When the new moon came, the Witch of the Red House peeled off her skin, stemming her blood with salt, the agony making her choke out the names of all Five Dead Gods.

For one month she scraped fat from the inside of her own hide, and hair from the outside, shaping both into a single candle.

When the full moon rose, and the light fell on the Red House, the Witch lit the candle. She stepped onto her cracked skin, hooking her feet into the eyeholes and grasping the now limp scalp to steady her balance. The skin rose into the air, fissures becoming petals of honeysuckle and magnolia.

Skitter-footed beetles and gnaw-toothed mites fell in mists to the garden below. The platform of flowers climbed through the clouds to orbit her beloved, the moon.

And the moon saw The Witch of the Red House without her skin. He saw her as a thing of tendons and tissue, of muscles and marrow. He saw her as a thing of gristle and gore, and slowly he turned his vast face from her.
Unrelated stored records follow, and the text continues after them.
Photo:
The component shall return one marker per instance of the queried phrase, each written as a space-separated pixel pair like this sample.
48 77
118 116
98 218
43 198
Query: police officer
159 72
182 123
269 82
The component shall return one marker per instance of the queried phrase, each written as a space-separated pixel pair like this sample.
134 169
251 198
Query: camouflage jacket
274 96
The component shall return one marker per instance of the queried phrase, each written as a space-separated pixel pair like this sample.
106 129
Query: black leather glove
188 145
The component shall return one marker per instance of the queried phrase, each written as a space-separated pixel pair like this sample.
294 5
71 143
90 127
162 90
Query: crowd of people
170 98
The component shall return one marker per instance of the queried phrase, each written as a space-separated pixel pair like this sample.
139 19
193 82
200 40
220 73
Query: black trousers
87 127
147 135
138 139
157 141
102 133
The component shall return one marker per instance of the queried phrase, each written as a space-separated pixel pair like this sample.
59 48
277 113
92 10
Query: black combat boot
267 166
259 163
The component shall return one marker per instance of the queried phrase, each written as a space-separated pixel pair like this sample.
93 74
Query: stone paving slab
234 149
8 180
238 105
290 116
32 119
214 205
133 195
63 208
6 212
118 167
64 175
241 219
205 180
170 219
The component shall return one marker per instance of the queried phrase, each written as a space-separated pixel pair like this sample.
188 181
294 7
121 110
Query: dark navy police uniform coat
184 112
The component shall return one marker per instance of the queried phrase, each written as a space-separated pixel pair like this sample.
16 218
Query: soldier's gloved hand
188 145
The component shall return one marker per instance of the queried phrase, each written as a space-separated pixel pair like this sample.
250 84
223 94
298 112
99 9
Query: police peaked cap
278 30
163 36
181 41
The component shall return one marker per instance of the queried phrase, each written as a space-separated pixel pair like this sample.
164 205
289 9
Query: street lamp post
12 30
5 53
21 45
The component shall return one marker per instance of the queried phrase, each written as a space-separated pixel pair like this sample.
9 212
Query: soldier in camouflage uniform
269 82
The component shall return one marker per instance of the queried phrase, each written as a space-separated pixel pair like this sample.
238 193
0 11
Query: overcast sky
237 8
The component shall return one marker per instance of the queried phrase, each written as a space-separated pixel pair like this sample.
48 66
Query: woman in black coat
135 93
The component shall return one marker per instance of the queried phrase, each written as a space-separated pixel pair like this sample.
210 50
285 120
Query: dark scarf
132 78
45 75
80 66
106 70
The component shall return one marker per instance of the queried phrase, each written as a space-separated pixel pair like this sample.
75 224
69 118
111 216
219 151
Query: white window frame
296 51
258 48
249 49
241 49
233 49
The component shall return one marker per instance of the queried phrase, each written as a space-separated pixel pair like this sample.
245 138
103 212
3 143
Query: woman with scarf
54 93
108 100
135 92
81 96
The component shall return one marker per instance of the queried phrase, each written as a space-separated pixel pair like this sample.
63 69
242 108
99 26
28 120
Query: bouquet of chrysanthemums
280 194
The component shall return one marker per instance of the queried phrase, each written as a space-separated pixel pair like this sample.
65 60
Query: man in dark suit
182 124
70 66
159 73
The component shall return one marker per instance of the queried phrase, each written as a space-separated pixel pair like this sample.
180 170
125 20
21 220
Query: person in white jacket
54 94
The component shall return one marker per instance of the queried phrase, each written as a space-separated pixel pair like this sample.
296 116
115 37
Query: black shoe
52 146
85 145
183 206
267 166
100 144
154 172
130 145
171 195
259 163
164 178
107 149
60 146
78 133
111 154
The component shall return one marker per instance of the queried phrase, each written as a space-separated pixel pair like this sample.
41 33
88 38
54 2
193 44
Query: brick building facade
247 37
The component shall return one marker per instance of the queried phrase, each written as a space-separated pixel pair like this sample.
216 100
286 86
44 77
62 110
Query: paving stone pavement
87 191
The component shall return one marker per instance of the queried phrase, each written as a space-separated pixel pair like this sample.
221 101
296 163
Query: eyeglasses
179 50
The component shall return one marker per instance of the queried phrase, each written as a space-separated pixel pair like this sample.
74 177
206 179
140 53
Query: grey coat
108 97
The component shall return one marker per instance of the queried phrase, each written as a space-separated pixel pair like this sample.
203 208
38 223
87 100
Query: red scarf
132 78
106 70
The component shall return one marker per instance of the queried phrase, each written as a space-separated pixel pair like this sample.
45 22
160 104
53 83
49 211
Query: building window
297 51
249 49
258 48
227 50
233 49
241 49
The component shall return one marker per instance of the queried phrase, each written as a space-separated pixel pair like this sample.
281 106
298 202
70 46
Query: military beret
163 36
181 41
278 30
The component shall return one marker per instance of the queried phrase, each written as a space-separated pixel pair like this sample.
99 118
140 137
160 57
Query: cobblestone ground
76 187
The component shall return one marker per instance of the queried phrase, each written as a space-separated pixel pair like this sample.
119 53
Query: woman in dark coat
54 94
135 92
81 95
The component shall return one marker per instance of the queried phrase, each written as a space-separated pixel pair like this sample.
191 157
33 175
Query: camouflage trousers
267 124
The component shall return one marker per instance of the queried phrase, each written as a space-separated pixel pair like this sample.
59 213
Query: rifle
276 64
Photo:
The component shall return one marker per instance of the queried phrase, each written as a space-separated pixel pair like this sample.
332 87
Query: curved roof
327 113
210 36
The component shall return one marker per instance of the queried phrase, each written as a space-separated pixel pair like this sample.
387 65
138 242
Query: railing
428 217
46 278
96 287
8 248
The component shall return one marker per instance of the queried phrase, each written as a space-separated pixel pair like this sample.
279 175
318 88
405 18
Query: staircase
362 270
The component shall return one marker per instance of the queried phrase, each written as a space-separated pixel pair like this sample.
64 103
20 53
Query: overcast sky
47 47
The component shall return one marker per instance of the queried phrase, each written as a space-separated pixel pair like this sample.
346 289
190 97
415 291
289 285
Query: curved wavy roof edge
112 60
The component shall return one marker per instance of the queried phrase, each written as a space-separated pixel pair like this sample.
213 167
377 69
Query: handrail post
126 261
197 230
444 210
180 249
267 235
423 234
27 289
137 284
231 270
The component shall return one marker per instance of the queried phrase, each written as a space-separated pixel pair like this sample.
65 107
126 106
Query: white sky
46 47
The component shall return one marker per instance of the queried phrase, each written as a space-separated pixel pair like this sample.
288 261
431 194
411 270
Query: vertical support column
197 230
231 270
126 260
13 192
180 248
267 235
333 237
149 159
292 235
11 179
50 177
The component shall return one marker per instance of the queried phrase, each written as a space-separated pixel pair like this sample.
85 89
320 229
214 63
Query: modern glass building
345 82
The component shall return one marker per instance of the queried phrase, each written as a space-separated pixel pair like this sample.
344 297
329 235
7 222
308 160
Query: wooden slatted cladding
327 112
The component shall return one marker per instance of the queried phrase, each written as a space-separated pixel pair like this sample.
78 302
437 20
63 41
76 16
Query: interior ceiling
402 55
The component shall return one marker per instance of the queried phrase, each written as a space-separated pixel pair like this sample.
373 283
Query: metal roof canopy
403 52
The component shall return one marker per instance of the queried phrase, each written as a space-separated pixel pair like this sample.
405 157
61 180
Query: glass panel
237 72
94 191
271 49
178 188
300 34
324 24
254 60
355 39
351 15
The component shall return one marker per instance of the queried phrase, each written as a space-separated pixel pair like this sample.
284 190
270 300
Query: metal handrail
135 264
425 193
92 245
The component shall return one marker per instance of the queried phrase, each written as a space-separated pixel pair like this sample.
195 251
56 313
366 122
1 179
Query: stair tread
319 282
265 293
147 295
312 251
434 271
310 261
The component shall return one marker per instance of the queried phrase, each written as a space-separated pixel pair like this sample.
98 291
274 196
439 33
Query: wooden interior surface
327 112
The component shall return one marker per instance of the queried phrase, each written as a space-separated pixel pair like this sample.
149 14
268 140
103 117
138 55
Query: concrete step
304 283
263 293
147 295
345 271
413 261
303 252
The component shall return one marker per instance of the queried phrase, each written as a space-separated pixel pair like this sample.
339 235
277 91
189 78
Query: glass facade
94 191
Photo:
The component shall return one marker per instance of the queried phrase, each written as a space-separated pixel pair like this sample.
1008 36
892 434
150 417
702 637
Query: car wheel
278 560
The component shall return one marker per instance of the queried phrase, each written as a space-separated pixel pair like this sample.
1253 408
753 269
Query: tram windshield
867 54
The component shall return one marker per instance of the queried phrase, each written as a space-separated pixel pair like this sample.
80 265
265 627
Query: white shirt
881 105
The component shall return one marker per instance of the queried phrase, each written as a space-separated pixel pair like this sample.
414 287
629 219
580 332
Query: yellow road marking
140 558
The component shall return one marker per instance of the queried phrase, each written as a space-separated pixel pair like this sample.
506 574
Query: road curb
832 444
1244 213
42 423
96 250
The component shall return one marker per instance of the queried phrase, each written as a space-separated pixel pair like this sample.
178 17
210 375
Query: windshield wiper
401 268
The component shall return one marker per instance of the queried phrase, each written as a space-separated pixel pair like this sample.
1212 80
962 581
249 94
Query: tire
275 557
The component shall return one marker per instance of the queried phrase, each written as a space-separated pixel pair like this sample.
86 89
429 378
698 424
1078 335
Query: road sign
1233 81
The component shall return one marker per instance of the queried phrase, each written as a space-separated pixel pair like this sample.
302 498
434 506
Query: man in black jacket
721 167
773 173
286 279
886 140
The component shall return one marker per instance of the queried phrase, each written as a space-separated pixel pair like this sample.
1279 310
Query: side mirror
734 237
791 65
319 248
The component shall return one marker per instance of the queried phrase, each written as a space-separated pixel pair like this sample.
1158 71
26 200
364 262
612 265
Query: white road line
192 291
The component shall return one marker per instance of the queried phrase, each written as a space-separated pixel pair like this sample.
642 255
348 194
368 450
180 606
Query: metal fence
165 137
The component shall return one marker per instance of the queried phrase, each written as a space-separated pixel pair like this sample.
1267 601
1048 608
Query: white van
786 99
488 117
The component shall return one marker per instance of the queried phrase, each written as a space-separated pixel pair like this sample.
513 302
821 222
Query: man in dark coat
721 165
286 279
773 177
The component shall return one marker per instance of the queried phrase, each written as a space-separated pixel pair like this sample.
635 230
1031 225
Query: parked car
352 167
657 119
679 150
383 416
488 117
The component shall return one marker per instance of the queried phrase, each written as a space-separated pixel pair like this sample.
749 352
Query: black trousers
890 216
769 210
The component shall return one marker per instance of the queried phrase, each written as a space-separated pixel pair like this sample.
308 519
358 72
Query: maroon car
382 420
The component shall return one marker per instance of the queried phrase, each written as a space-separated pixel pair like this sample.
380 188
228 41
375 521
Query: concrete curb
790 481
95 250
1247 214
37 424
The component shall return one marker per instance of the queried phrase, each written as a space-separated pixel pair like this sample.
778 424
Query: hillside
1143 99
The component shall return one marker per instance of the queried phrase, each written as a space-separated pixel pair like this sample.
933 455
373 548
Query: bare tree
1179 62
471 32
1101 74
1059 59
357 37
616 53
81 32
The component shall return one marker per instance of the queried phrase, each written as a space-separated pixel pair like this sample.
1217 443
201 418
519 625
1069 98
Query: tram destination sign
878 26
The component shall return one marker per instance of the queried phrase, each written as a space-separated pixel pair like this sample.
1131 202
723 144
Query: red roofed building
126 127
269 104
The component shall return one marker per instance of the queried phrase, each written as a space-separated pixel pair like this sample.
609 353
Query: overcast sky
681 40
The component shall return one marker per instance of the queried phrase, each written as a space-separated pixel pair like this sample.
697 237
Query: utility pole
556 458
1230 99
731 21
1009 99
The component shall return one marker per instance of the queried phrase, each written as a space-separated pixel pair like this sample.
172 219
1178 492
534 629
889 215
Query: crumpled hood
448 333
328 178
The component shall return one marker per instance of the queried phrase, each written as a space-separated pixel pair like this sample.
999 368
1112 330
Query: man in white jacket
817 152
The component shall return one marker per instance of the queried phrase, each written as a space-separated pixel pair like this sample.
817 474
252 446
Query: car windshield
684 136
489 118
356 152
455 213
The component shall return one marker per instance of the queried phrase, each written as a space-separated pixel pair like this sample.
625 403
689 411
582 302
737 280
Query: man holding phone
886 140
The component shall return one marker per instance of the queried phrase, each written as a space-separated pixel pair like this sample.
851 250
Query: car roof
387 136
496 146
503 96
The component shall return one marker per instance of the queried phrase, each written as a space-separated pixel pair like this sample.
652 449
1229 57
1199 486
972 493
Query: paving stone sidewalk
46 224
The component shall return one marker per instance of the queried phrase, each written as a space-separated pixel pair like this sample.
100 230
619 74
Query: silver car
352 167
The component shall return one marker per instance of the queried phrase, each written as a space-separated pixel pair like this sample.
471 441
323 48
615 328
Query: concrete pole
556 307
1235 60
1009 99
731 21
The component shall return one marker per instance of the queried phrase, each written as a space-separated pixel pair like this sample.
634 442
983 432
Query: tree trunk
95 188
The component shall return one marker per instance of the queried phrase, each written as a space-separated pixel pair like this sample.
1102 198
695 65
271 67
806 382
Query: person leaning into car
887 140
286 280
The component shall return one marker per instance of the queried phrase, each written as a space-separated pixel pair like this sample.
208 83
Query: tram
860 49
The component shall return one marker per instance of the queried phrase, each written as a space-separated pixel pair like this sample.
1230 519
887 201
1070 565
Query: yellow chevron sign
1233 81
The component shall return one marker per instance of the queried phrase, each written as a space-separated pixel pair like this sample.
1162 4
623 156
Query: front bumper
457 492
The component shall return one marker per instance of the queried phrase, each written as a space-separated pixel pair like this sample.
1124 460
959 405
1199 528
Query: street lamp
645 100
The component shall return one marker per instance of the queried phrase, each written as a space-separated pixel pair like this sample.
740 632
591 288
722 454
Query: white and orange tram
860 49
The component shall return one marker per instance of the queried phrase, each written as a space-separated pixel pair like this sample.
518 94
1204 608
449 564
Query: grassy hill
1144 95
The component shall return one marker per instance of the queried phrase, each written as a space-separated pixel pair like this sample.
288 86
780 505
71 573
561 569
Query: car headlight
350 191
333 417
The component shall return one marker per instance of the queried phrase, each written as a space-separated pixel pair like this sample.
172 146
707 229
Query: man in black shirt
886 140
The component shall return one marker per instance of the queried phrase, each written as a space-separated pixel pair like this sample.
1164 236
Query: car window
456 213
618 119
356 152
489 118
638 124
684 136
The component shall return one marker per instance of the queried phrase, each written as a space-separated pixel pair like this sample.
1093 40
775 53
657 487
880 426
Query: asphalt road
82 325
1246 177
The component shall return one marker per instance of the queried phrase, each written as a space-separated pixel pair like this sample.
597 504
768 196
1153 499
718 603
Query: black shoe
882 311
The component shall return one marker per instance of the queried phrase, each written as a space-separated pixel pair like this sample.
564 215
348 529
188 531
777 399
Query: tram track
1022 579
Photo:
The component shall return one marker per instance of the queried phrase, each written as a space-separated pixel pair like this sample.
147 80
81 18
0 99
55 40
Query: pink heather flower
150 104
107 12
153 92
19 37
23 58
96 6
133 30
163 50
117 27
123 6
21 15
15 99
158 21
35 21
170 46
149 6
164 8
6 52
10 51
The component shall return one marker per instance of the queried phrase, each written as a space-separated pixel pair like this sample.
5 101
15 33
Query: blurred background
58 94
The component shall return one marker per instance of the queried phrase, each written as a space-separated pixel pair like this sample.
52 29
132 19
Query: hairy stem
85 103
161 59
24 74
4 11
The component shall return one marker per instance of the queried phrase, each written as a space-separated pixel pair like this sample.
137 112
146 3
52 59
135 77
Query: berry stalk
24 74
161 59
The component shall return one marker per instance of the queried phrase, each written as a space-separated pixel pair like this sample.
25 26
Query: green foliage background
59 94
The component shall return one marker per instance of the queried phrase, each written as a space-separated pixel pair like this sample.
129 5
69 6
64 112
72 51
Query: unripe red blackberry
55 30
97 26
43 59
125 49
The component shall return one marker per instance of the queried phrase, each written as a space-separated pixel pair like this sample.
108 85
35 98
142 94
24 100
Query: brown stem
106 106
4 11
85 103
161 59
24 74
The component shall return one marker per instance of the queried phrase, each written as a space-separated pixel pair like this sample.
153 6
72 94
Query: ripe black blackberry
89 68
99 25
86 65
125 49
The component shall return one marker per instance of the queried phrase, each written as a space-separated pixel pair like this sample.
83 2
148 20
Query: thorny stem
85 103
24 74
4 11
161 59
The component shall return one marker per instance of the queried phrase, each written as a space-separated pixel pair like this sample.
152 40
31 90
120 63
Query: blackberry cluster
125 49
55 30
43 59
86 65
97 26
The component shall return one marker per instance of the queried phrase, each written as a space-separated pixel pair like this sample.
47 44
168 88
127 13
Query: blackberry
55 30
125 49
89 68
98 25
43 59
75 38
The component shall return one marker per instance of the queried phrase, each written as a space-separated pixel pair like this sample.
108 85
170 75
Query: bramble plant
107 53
In fury the Witch of the Red House tore out her ribs, turning the moon with the broken shards, and pinning him to look forever at the Earth.

With nothing else for her on land, and nothing else for her in the sky, the Witch of the Red House threw herself into the sea. The currents dragged her to the ocean floor. To the hidden land of scavenged whales and the pressure of one hundred fathoms. As she fell, the salt crusting her wounds spread through the sea, so all who sipped it would remember her pain.

Every month the moon tries dragging the Witch to him, begging her to snatch out the slivers of bone, but she is too deep, feasting in the dark on sailors whose lungs hold cold oceans of their own.